The biggest reshuffling of oil flows since the 1970s
The biggest reshuffle in oil trade flows since the Arab oil embargo of the 1970s is underway – and things may never return to normal. The Russian Invasion of Ukraine and Sanctions on Russian Oil Exports alter global oil trade routes. Over the past five decades, oil has flowed more or less freely from any supplier to any customer in the world, with the exception of sanctions against Iran and Venezuela in recent years.
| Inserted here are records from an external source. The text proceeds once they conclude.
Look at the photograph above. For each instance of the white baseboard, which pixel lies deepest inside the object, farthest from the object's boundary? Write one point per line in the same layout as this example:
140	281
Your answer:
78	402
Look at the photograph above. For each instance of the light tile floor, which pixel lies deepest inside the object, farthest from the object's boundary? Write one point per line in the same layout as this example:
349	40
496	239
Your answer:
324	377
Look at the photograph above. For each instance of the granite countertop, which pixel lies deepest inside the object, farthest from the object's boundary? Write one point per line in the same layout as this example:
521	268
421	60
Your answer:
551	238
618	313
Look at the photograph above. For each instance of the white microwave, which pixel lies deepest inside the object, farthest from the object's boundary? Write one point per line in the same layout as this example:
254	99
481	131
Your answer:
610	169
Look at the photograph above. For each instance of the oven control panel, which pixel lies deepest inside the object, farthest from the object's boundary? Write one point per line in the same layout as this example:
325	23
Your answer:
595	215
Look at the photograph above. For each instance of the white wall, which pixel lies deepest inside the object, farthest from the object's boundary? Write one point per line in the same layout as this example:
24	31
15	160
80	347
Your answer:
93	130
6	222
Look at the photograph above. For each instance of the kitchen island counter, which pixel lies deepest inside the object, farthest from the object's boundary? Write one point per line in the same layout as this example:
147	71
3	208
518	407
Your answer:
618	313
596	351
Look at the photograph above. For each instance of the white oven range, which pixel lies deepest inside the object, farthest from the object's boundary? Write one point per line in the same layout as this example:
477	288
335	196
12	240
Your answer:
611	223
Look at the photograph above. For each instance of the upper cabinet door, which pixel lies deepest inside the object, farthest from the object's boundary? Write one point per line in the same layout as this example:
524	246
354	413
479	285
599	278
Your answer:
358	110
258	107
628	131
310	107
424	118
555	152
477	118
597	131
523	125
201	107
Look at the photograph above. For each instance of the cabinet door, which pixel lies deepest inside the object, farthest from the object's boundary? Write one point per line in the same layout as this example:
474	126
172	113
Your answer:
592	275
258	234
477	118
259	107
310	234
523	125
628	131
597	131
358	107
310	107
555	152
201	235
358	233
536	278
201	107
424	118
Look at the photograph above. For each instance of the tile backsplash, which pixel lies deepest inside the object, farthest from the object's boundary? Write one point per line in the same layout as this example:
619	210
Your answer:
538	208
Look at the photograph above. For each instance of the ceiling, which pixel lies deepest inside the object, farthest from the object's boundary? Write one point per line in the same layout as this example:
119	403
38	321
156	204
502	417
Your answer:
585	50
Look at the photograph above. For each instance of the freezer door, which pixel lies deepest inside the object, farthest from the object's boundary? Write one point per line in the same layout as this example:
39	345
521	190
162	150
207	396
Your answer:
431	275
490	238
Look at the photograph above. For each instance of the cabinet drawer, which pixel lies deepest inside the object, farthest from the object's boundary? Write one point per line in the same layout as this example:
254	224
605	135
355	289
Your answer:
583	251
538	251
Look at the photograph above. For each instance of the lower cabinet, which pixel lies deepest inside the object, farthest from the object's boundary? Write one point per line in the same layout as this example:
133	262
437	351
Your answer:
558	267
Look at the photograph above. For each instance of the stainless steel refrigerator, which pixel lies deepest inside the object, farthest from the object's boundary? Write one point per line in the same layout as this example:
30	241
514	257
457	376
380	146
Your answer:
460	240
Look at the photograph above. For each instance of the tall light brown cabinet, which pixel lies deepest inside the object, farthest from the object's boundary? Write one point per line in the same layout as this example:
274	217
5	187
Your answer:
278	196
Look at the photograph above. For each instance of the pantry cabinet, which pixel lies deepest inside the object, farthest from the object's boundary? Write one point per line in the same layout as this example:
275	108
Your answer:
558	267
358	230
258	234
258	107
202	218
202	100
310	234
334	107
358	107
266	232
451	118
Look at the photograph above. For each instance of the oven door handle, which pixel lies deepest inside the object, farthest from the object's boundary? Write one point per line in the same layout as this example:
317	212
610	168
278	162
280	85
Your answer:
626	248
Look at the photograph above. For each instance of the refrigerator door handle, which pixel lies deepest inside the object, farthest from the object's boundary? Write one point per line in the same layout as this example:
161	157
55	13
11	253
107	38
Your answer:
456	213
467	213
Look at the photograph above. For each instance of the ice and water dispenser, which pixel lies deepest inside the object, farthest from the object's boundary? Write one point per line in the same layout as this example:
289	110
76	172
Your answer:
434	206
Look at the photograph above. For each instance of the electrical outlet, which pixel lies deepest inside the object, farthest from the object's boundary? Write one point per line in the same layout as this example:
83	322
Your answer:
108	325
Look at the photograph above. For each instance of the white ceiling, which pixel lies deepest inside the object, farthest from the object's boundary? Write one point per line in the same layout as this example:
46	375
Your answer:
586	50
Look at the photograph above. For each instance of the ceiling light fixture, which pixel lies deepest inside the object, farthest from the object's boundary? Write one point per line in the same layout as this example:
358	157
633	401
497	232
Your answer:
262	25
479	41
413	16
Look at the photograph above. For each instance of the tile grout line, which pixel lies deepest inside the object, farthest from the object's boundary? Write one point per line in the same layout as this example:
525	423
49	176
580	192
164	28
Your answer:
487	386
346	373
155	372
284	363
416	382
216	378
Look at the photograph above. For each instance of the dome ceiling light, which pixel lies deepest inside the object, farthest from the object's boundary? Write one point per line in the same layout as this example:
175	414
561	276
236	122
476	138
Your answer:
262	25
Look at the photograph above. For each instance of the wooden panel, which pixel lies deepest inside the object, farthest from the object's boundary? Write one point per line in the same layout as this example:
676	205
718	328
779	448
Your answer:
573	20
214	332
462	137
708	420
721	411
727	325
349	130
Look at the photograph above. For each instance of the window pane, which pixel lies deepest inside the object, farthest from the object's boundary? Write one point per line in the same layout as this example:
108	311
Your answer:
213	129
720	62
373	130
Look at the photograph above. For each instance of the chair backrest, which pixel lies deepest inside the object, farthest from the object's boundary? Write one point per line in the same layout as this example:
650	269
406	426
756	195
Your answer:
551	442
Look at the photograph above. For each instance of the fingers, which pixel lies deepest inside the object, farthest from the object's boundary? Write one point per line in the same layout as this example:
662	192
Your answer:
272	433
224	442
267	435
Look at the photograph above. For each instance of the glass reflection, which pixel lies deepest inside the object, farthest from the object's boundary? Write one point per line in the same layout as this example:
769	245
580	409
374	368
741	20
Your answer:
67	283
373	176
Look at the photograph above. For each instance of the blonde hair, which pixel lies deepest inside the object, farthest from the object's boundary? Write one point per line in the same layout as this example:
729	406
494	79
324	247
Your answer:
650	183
This free energy trade is now over, after Russian aggression and the Western sanctions that followed, as well as Europe’s irreversible decision to cut its dependence on Russian energy at all costs.
A New Cold War in the Oil Market
A new Iron Curtain is now disrupting oil flows as Europe turns to the United States, the Middle East and Africa (and essentially everyone other than Russia) for oil supplies . The EU last week adopted a penalty package stop importing Russian maritime crude oil within six months and Russian petroleum products within eight months.
In a much more ambitious measure of the sanctions package, the EU is also banning EU operators from insuring and financing the shipment of Russian oil to third countries after a six-month liquidation period.
The UK is also set to join the insurance ban after the UK and EU reportedly agreed jointly close Russia’s access to oil cargo insurance. The UK is home to a club of insurers that covers 95% of the global oil transport insurance market.
The move is expected to make shipments of Russian oil to countries eager to take its oil, primarily in Asia, more difficult to arrange in terms of liability coverage, and could prompt buyers in India and China to seek even deeper discounts. on Russian crude for Daté Brent. The flagship quality of the Urals in Russia is sold at a price over $30 off in Brent these days.
Changing Trade Routes
By the end of this year, Europe expects to have effectively banned 90% of all its pre-war Russian oil imports. The embargo and self-sanction are already disrupting global tanker traffic. Instead of traveling two or three weeks from Russian Baltic ports to Hamburg or Rotterdam, tankers carrying Russian oil now travel two or three months to reach India and China.
For oil destined for Europe, crude from the Middle East will now travel longer distances to European ports compared to shorter routes to India and China.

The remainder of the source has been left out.